On the intensity of light scattered by molecular liquids-Comparison of experiment and quantum chemical calculations.

Abstract

The intensity of light scattered by liquids has been studied for over a century since the valuable microscopic information about the molecules can be obtained, such as the anisotropy of the molecular polarizability tensor or preferred orientations of neighboring molecules. However, in modern dynamic light scattering experiments, the scattering intensity is usually disregarded, unlike in dielectric spectroscopy, which can be considered as a complementary experimental method, where the dielectric strength is routinely evaluated. The reason lies partly on the fact that the exact form of the equations relating the macroscopically measured light scattering intensity to the microscopic properties of the molecules is debated in the literature.
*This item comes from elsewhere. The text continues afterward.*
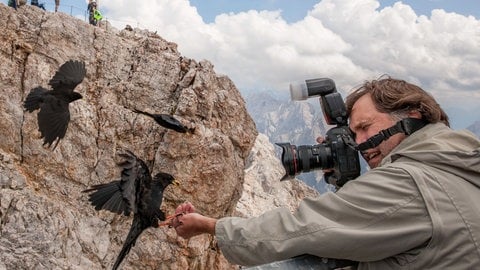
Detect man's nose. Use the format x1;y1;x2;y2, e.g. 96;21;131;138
355;133;368;144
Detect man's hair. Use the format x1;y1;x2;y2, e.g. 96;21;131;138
345;76;450;126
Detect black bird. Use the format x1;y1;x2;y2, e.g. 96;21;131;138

Therefore, as a first step, we compare anisotropy parameters from the literature, calculated from light scattering intensities using different equations, with quantum chemical calculations for over 150 medium-sized molecules. This allows us to identify a consistent form of equations. In a second part, we turn to the depolarized light scattering spectra of 13 van der Waals liquids and some mixtures thereof, recorded with a combination of Tandem-Fabry-Perót and Raman spectroscopies, giving direct access to the reorientational dynamics of the molecules. We discuss how the strength of the structural α-relaxation is connected to the anisotropy parameter, what implication this has for the shape of the α-relaxation, how the components of a mixture-also for the case of ionic liquids-can be identified in this way, and how orientational correlation parameters can be extracted. Additionally, we point out for the example of n-alkanes that for highly flexible molecules, the reorientational motion might not be the decisive source of the depolarized scattered light. We also show that light scattering might serve as a sensitive tool to check the accuracy of a conformer ensemble obtained by quantum chemical calculations.